The DC Invoice That Disappeared
The delivery challan was raised. The QC stamp was applied in Q2. The outward company picked it up — SRSCALES, based on the driver's manifest — but the stamping date in the system says Q3. Someone typed it wrong. Or maybe the entry was made a week late. Or maybe the inward batch it links to has a different model code than what actually shipped.
Three months later, a GST audit flags a mismatch between your outward register and the DC invoice numbers on record. You are now reconstructing a transaction chain from a combination of WhatsApp messages, a handwritten ledger someone photographed, and partial entries in a shared spreadsheet that two people have been editing simultaneously since April.

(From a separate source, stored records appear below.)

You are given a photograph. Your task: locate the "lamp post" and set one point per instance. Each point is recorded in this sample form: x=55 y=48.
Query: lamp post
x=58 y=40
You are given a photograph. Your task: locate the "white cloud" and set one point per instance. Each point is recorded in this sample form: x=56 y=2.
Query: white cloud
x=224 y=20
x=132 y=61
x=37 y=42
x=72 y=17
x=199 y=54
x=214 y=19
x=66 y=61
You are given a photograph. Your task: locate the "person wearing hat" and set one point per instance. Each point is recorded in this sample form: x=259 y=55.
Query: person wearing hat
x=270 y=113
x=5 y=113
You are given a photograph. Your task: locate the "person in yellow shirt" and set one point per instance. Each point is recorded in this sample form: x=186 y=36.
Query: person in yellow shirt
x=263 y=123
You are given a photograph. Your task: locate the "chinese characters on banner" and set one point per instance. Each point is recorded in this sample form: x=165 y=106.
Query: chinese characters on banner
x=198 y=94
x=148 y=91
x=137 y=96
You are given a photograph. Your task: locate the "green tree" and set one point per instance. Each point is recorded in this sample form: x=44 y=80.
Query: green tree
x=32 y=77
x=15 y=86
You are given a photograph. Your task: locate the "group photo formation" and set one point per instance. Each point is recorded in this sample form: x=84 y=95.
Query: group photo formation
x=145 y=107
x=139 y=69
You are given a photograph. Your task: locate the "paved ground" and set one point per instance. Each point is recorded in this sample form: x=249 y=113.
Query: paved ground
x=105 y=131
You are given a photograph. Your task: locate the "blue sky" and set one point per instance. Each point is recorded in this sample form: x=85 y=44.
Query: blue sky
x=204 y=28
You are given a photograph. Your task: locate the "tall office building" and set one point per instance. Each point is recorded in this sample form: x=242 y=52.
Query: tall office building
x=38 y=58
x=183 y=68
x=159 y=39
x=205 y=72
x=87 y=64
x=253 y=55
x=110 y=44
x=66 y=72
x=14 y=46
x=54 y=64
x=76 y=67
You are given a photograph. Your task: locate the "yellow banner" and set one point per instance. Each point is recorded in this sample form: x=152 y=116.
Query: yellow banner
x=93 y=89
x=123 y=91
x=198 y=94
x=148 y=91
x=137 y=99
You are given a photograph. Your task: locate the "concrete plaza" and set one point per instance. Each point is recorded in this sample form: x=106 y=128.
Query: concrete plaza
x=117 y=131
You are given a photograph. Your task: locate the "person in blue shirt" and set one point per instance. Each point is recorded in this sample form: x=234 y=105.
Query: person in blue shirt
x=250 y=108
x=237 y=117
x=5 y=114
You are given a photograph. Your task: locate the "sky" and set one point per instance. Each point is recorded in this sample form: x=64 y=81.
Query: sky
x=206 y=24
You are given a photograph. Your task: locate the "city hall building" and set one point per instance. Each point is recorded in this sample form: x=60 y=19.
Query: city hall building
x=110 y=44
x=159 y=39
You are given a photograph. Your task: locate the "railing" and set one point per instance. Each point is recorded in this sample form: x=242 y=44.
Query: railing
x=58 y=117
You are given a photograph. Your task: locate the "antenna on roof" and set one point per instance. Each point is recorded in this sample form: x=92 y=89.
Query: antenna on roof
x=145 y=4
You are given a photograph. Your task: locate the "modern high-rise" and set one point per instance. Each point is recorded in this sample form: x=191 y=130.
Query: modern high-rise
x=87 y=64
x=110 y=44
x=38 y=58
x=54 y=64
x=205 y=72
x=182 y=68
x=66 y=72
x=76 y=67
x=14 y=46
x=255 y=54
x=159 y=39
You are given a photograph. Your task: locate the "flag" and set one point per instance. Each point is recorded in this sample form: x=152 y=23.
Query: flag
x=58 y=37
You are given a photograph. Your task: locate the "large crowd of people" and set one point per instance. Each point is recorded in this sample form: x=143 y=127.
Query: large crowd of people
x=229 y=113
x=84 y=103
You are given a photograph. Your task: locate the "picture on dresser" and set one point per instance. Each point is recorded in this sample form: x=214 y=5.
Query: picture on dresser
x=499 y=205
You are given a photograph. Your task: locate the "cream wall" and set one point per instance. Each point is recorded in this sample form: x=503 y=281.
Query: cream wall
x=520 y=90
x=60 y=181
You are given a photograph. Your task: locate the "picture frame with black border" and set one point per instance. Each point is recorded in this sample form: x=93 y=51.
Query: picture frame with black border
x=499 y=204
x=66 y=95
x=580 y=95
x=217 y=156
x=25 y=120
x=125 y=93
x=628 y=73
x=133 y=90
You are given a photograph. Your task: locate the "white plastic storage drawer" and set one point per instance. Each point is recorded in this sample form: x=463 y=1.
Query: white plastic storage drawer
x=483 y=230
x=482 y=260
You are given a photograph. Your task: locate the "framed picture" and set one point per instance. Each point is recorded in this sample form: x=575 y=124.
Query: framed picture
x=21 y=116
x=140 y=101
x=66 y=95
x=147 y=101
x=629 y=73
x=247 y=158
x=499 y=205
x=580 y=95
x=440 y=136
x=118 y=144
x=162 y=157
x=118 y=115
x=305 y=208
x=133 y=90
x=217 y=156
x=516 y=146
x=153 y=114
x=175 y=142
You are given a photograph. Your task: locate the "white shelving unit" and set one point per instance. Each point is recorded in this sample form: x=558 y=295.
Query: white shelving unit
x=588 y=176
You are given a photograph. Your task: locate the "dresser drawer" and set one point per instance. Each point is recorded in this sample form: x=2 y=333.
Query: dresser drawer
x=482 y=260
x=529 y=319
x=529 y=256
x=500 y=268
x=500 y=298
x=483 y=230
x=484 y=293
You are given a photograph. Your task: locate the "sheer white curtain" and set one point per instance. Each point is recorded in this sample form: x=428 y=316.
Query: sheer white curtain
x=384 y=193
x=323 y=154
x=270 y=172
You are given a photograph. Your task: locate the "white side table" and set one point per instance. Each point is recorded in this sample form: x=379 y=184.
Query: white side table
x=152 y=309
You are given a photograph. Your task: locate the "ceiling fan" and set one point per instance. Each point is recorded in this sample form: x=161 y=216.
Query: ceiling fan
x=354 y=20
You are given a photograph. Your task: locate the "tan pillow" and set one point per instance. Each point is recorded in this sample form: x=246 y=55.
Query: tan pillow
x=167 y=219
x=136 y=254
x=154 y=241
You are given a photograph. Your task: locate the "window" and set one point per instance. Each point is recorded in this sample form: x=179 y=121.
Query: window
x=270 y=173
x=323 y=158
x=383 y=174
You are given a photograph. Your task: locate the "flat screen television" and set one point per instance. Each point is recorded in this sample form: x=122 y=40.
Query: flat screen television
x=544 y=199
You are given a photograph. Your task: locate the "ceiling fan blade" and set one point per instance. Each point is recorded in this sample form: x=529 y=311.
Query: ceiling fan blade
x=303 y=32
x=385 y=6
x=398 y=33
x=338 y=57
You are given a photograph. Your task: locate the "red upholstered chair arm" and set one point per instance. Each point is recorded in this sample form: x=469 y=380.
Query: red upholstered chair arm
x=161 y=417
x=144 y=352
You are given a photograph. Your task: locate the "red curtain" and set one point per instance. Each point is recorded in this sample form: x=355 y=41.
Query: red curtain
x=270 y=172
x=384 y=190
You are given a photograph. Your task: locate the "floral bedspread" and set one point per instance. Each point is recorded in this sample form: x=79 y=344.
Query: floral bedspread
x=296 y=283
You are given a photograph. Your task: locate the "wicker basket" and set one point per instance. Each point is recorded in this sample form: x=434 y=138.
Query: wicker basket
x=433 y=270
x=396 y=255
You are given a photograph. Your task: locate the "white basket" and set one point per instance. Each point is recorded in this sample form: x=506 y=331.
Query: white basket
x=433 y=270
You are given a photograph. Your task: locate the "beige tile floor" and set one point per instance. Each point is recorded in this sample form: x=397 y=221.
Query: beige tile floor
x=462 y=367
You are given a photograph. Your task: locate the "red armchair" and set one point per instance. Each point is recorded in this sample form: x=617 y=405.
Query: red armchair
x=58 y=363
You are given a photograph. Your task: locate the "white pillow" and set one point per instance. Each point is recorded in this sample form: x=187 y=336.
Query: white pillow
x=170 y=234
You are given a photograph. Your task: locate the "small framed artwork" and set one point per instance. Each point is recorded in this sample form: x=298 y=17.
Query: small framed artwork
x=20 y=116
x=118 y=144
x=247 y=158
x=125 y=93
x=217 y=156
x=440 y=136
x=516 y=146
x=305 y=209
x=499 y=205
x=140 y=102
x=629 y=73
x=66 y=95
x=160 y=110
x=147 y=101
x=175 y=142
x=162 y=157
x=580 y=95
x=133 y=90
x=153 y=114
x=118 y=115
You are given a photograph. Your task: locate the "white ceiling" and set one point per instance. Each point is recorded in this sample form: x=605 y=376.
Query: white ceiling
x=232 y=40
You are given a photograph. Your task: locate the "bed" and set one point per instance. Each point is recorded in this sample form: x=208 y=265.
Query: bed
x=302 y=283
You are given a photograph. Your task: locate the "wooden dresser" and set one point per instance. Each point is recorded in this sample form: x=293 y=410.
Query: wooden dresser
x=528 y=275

This is the operational reality for any warehouse running outward dispatch without a linked database system.
The Field Architecture That Prevents the Cascade
The critical design choice in this template is the Inward Link field — a hard reference to the source batch from the Inward library. Every downstream field in the outward record — INWARD No, Serial No (batch number), Product, Brand, Item Code, Model — is calculated directly from that link. There is no manual re-entry of data that already exists.
This matters more than it sounds. In a warehouse environment where the same product SKU ships to five different outward companies in the same week, the temptation is to copy-paste or retype from the inward record. Copy-paste errors compound. A transposed digit in an Item Code will match nothing in your QC audit six months from now. The calculated fields eliminate that vector entirely: if the inward record is correct, the outward record inherits correctness automatically.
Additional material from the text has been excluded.